Op woensdag 26 april kwam ik tussen in de Raad van Europa over geweld tegen vrouwen en meisjes op de vlucht. In het advies van de Commissie Migratie, waar ik verantwoordelijk voor was, legden we de nadruk op de hoogst mogelijke wettelijke bescherming, veilige plaatsen op boten en in vluchtelingenkampen en ook veilige migratieroutes.

Ik drong bovendien aan op de onafhankelijkheid van elke vrouw en elk meisje om zelf te beslissen. De toestemming van de ouders, de voogd of het ziekenhuis is niet nodig. Vrouwen en meisjes beslissen zelf.

Het volledige rapport van rapporteur Gisela Wurm en de Commissie Gelijkheid lees je hier.

Bekijk mijn tussenkomst in het Engels (vanaf minuut 8) hier of mijn reactie in het Nederlands op YouTube:

Het volledige verslag kan je hier nalezen:

Ms de SUTTER (Belgium) – I congratulate Ms Wurm on this excellent report. The Committee on Migration, Refugees and Displaced Persons only had minor comments to make. I therefore express my strong support and hope that members will vote in favour of the report.

The committee proposed a few additional amendments to the draft opinion, mainly to emphasis existing standards and commitments already made by member States. It was important that “girls” are included in the title, because female refugees under 18 are often victims of sexual assault, trafficking and child marriage in their home countries and on their migration routes. As Ms Wurm points out in paragraph 2 of the report, those girls deserve special attention and higher protection standards.

The committee also recommends that all women and girls have the same access to affordable and adequate healthcare services. It explicitly mentions that girls should be free to decide for themselves – they should not require any authorisation to access sexual and reproductive health services. When protecting women against gender-based sexual violence, girls must not be forgotten.

The Istanbul Convention includes girls, but we wanted to make special reference to the Council of Europe Convention on the Protection of Children against Sexual Exploitation and Sexual Abuse. Women and girls are especially vulnerable and are often at risk from gender-based and sexual violence, so they should enjoy full protection, including refugee status, and a safer transit through the implementation of legal pathways.

Gisela Wurm said in her report that refugee women’s protection has been largely overlooked until now. She is right, and that is really shameful.

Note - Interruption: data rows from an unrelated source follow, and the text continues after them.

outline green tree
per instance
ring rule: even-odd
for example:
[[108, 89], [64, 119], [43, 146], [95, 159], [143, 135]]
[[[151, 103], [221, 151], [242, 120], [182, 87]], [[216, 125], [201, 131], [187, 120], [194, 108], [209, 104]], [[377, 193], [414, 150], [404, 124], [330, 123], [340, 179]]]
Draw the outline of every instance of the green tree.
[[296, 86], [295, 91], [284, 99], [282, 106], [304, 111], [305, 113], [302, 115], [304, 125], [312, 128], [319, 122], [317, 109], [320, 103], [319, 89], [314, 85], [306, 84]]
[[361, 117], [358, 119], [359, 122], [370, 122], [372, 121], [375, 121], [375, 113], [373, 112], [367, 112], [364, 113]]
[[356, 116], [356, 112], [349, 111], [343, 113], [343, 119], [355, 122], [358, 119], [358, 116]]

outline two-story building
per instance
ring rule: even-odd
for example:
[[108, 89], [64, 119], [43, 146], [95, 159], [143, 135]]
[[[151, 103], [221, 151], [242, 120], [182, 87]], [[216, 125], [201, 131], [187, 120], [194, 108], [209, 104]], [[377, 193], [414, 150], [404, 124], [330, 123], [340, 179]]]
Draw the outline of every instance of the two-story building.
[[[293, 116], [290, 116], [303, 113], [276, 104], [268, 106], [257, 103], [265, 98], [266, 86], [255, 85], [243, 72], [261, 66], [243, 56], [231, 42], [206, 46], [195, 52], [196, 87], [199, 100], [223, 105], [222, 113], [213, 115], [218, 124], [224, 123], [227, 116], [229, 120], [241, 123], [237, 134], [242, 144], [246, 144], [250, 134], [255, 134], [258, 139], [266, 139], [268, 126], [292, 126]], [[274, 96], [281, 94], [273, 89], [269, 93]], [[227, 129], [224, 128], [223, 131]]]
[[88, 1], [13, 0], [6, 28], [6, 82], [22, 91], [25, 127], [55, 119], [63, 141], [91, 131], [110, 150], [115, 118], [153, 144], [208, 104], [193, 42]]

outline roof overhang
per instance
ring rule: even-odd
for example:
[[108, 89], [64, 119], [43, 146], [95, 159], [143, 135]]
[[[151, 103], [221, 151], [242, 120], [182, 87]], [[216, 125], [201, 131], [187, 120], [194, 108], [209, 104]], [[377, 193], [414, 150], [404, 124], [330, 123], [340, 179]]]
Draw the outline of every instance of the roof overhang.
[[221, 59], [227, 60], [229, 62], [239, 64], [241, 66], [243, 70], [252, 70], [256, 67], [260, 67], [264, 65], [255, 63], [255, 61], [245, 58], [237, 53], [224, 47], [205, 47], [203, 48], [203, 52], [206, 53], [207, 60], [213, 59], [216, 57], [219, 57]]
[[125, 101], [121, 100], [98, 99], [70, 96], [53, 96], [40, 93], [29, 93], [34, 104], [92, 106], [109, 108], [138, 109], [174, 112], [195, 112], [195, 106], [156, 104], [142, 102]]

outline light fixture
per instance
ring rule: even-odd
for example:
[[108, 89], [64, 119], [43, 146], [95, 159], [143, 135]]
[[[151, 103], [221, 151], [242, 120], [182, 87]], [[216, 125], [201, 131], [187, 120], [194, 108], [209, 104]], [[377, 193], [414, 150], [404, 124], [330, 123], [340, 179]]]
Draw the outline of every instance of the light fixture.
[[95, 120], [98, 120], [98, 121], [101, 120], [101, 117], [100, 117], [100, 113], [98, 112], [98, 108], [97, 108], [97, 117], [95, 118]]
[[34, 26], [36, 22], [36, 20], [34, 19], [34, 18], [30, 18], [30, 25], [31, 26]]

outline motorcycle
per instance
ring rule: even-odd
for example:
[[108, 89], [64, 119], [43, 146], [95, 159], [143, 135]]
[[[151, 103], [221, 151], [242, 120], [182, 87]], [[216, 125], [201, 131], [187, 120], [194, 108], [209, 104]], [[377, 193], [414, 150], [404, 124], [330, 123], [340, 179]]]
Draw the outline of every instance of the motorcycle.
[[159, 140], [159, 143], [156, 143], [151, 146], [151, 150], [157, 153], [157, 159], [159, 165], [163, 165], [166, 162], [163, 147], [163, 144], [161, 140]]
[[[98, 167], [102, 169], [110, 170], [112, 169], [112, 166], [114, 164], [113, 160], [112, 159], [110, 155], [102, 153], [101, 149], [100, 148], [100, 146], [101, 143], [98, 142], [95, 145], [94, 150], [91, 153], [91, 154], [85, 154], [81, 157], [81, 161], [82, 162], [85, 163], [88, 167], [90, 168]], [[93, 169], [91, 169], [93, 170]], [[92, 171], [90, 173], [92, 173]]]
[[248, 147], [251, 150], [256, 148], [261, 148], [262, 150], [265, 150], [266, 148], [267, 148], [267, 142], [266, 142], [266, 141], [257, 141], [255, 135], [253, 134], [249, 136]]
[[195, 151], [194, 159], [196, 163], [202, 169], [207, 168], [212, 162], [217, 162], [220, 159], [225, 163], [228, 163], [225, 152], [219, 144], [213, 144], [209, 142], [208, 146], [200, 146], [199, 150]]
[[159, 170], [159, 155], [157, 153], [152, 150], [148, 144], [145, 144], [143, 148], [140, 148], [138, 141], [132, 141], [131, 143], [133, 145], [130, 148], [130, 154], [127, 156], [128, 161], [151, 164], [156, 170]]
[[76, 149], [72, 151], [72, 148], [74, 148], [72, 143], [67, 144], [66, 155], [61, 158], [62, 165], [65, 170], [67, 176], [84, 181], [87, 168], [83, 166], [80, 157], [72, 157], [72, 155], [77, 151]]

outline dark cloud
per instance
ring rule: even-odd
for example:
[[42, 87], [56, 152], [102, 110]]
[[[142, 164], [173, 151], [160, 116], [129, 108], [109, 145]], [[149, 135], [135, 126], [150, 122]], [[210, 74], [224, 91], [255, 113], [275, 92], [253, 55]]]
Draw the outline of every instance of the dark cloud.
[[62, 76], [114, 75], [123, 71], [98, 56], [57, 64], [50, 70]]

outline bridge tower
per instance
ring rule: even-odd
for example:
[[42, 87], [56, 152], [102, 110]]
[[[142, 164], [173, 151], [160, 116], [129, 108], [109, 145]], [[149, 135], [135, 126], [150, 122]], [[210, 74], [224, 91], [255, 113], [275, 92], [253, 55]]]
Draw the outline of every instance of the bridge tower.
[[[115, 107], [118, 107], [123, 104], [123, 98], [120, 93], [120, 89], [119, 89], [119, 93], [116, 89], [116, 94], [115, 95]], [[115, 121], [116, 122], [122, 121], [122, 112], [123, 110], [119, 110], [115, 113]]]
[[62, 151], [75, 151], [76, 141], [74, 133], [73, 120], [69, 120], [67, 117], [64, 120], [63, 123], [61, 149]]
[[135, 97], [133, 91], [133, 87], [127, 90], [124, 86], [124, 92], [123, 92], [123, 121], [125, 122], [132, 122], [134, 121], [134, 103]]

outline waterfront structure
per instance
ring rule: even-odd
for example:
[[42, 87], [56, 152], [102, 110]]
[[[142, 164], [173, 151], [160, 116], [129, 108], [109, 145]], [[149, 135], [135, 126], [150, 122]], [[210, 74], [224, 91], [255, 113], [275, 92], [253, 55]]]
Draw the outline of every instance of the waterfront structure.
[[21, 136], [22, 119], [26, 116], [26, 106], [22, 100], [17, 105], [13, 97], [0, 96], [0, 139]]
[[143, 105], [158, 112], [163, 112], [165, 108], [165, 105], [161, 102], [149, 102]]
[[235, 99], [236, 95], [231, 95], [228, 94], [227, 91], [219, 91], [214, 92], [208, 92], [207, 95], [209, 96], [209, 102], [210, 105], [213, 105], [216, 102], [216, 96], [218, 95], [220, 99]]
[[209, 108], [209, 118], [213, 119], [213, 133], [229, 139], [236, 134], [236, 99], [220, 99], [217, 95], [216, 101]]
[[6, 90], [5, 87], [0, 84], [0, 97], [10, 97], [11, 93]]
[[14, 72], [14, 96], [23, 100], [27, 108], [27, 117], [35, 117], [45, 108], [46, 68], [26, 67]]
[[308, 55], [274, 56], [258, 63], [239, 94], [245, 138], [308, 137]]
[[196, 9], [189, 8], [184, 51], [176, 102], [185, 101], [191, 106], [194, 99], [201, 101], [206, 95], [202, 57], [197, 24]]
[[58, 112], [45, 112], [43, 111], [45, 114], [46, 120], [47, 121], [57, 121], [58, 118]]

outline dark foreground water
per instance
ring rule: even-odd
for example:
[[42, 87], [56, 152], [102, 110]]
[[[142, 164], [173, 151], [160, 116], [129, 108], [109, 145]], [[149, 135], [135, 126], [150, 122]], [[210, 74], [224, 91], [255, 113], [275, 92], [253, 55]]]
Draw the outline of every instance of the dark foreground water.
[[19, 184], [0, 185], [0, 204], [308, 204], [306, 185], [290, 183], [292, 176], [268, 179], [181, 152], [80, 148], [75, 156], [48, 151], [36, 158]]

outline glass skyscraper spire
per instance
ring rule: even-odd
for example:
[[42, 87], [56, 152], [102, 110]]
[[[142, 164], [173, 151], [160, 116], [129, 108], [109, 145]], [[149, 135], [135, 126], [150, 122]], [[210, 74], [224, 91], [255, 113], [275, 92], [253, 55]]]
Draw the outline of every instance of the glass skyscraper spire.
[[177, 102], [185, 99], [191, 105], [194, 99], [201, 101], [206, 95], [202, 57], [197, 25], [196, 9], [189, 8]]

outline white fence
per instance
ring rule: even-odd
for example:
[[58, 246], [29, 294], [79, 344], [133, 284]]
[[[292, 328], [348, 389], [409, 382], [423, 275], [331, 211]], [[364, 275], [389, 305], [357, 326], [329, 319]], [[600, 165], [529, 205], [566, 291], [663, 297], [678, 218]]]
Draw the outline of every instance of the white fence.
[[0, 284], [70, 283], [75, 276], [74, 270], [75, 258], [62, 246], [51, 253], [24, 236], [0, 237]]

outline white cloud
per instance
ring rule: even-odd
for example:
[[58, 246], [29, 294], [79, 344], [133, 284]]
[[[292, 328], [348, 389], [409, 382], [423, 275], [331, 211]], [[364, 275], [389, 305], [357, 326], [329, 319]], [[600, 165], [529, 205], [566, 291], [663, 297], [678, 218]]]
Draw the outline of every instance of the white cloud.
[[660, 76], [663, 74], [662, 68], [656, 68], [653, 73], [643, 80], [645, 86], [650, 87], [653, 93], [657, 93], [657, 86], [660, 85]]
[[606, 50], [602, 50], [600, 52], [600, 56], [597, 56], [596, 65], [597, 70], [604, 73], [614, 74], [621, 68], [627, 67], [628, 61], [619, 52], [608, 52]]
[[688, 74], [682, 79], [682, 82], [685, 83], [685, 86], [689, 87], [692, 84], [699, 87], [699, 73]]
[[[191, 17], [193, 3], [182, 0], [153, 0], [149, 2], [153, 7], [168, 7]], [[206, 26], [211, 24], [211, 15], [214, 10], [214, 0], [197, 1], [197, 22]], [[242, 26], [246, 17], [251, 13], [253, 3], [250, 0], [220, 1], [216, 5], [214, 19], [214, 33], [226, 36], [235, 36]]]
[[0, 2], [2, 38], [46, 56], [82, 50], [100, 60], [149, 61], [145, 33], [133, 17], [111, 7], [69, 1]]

First, therefore, we firmly recommend the creation of safe reception facilities – on rescue ships, for example, such as the Aquarius in the Mediterranean – especially for pregnant women in transit. Secondly, we truly encourage gender-sensitive asylum procedures for women and girls with a well-founded fear of violence, as recommended in the report. Let us not forget that the migration crisis is far from over. We must still urge our member States to much more effort, in particular for that vulnerable group.

We must not forget that our support for women and girls, especially of their sexual and reproductive rights, is more important than ever. Alternative facts, such as claiming that women and girls cannot decide for themselves or that men will stop raping them when we stop funding sexual and reproductive healthcare, are simply not true. They have never been proven, so let us not accept them. Let us show the world that we and women and girls around the world will not tolerate the alternative facts that are being used as a pretext to leave vulnerable women and girls to themselves.

Let us fight for empowerment, structural funding and confidence – confidence in women, including refugees, among social workers, interpreters, police officers and counsellors. That would empower us all. Let us reinforce that mutual confidence and trust in each other in order to achieve better protection for refugee women and girls.